Cuando uno es joven, o al menos más joven de la respetable edad que hoy inauguro, hay etapas en las que se busca reinventarse. Recuerdo a una querida amiga que en su juventud pasó por todas las etapas: fue una niña fresa hasta el grado de vivir con una papa atorada en la boca. Luego pasó por gótica-punketa-hardrockiana. También fue hippy extraída directamente de los años sesenta, hasta que finalmente logró reunir cada carta de sí misma y convertirse en una sola mujer.
Con menos cambios en el vestuario y definitivamente un menor número acentos en la voz, pero en estas cuatro décadas he vivido también un montón de versiones. No estoy orgullosa de algunas y otras preferiría que nadie me las recordara, pero afortunadamente, la memoria es mucha y los amigos se han quedado con los años para fungir de disco duro externo y aún así, ¡alabado sea el universo! no he orillado a mi Otro Yo a suicidarse. Afortunadamente he entendido con los años, que yo soy todas y que cada una de nosotras ha sido verdadera. He logrado hacer las paces con el pasado y aprender de las que he sido. He encontrado que la mayor parte de las veces, me caigo muy bien, me divierto muchísimo siendo yo y que ¡por fin! ya quedaron atrás las épocas en donde sopesar que decir y que no se volvía una cosa laboriosísima. Ahora, hablo con mucho más libertad, pero también con más conciencia. He disfrutado cada segundo de estos cuarenta años de vida.

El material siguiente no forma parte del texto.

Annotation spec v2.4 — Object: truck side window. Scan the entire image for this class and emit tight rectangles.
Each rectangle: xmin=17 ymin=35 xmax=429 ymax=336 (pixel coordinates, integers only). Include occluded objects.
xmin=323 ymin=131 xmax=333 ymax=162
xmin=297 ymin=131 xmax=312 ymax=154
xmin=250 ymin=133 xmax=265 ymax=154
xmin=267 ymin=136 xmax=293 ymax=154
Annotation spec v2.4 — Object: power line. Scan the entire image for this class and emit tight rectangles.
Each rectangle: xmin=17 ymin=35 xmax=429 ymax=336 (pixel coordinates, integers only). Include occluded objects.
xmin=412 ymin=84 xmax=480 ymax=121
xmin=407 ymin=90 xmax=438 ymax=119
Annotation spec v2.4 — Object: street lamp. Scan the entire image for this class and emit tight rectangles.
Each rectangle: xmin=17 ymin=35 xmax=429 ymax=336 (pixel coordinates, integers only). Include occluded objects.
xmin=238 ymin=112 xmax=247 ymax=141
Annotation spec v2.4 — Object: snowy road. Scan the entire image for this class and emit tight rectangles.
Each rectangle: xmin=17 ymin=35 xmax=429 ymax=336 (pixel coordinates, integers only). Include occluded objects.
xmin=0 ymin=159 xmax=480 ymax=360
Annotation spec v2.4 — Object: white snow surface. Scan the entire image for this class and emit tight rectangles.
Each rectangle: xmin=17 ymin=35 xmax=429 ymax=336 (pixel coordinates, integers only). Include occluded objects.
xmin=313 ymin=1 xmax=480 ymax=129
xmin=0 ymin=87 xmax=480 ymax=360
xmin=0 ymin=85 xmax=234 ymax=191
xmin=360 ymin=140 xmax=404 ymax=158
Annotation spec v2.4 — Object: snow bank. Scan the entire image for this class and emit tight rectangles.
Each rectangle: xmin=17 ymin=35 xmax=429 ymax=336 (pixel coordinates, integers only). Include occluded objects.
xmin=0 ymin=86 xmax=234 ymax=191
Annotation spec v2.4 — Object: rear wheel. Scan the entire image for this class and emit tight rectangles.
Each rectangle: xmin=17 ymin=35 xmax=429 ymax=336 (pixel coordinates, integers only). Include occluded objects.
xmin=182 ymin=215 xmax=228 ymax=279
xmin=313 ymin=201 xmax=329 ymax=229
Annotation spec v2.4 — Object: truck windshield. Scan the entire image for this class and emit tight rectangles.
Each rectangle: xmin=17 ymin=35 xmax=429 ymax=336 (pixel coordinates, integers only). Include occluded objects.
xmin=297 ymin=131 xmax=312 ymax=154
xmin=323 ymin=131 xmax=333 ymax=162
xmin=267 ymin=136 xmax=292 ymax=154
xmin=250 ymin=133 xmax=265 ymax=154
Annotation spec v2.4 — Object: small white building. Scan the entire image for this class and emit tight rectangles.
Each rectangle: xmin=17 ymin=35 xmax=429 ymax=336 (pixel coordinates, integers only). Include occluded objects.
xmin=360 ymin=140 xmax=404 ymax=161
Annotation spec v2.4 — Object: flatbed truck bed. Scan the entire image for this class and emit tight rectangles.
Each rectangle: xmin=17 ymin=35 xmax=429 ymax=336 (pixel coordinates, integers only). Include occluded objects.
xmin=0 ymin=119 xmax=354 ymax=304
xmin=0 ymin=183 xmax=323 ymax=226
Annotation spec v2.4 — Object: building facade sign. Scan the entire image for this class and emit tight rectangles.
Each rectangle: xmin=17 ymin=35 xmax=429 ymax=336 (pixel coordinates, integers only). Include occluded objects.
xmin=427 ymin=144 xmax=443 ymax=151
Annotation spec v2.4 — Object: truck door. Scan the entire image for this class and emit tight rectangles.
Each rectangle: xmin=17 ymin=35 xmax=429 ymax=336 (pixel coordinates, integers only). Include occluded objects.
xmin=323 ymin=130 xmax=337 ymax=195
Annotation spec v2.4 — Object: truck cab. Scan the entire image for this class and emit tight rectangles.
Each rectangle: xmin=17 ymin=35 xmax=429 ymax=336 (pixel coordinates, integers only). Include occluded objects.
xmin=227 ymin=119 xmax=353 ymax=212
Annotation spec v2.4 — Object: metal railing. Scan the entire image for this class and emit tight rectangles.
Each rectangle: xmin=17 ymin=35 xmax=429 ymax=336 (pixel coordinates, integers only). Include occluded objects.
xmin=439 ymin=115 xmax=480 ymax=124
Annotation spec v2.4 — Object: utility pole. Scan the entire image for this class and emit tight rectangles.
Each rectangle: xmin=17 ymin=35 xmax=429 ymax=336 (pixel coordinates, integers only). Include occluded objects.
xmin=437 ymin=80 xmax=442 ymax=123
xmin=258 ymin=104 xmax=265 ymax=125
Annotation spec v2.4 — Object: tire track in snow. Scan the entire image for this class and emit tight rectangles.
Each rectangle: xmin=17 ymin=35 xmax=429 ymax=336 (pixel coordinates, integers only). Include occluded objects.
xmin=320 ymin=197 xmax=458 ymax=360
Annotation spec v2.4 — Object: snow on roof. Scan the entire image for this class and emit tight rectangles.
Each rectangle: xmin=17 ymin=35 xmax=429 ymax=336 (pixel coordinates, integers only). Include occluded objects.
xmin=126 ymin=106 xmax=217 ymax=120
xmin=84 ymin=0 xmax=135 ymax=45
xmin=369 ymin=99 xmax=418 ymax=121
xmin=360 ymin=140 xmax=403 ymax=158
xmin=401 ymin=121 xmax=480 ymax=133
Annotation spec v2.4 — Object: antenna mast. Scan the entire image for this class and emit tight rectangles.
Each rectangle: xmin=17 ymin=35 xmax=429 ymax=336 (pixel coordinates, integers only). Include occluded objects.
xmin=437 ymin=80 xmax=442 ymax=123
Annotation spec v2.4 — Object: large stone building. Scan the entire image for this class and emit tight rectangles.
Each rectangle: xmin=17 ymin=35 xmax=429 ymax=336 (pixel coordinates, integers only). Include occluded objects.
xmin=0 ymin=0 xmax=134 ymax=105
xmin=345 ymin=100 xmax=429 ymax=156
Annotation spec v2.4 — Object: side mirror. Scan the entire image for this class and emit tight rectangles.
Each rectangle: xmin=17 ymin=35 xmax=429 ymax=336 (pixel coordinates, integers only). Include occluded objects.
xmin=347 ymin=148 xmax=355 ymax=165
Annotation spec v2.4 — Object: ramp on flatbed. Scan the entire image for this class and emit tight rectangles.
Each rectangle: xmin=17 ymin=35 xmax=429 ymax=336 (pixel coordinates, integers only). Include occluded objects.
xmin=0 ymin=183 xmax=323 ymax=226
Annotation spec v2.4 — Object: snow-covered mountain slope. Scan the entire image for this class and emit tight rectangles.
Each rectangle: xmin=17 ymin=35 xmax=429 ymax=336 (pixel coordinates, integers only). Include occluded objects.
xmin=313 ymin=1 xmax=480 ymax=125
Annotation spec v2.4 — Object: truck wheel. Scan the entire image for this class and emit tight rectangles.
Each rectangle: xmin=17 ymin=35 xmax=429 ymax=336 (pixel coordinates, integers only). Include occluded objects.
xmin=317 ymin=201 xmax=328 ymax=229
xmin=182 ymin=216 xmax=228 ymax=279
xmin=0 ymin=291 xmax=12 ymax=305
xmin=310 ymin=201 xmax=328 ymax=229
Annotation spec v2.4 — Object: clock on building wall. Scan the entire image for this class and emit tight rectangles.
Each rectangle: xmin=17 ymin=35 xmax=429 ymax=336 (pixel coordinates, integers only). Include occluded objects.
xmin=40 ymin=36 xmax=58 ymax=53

No tengo ni la más mínima intención de ir en pos de mi juventud perdida. No tengo planeado ponerme a entrenar para correr un maratón y demostrar que todavía puedo engañar a los ataques cardiacos, ni pienso hacerme cirugía para quitarme estas ojeras que se han hecho más difíciles de ocultar con los años. Nunca me he teñido el cabello y con las cinco canas que tengo, tampoco tengo planeado hacerlo pronto. No pienso botar a mi marido, abandonar a mis hijos e irme a dar el rol por el mundo mochila en mando. No tengo planeado comprarme un Ferrari, ni motos para que mi cabellera se deschongue al aire. Tampoco pienso sumirme en la melancolía de lo que no he logrado, ni desgarrarme las vestiduras porque no se lo que me depara el futuro. Honestamente, estoy cómoda con quien soy, me gusta donde estoy y amo con quienes vivo. Disfruto los lugares que rondo, las páginas que leo, las cosas que escribo, los amigos que tengo.
He decidido, en cambio, comer más frutas y verduras porque hasta ahora, confieso que los brócolis y los chayotes no logran emocionarme. He pactado dormir sólo cuando tenga sueño, dedicar más tiempo a escribir, leer autores nuevos, releer a los de siempre. Seguir creando memorias con mis amigos, cantar con más ganas, bailar cuando esté contenta, llorar sin tapujos aunque el motivo sea que alguna mala película que vaticine el fin del mundo. Volver a hacer ejercicio regularmente, frecuentar a la gente que me cae bien pero que no considero aún amigos, trabajar como siempre y reír con ganas.
Así que lectora, lector querido, gracias por venir a mi fiesta. El día es largo y tiene usted todavía tiempo de enviarme sus felicitaciones y buenos deseos, así que por favor, no se cohíba, felicíteme, que hay motivos. Y a vivir con ganas, que tengo más de cuarenta motivos que me dan cuerda.